It's becoming quite common practice these days to use a Json Web Token (JWT) as the Access Token format for accessing web APIs. The reason being that they are self contained, and cryptographically secure from tampering. And that's fantastic.
Firstly, what is a JWT? Simply put, it's a bag of data - which are called claims - and a cryptographic signature to verify who generated it. If the signature is invalid, the JWT must be ignored, and because nobody else has the signing keys you know they aren't forged.
There are a standard set of claims defined, but you can add any you want. The standard ones are:
- Issuer - who created the JWT
- Subject - who the JWT represents
- Audience - who the JWT is for
- Expiration - when the JWT ceases to be valid
- Not before - when the JWT starts to be valid
- Issued at - when the JWT was created
- Id - a unique identifier for the JWT
The difference between Subject and Audience isn't immediately apparent, but is important. Subject is the user this JWT is an authentication token on behalf of, Audience is the client that is making use of the token.
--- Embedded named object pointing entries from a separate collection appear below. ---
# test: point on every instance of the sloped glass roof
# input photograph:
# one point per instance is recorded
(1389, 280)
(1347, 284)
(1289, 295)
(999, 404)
The fact that JWTs have expiry built in if very useful too. It means I can issue one, and the login session is dictated by the expiry time. If I need to extend it, I can just issue a new one (OAuth2 defines this as Refresh Token).
So does this mean I can avoid all database lookups during the authorization flow? I know who the user is, and I know that the session is valid. Is that enough?
No it's not. There are three extra things you need, and one of those can not be stored in the JWT.
Firstly - is the user allowed to perform this action? This can be stored in the JWT as a collection of the users roles. That was simple.
Secondly - is the user account banned? This might have changed since they logged in, and it might be important to honour it immediately, so this needs looking up in the database every time. Now, if you have short lived tokens and are ok with banning a user taking this time you can avoid this too.
Thirdly - is the Token still valid? This means two things - has the token been revoked, and has the audience been revoked? Again, with short lived tokens and an acceptance of the fact that revocation taking time this can be avoided too.
So, can we avoid database lookups during authorisation? Maybe, but that's depends on how you balance security against performance and ease of use.
The important thing is to not just blindly assume that JWTs mean no database lookups. It can, but it probably shouldn't.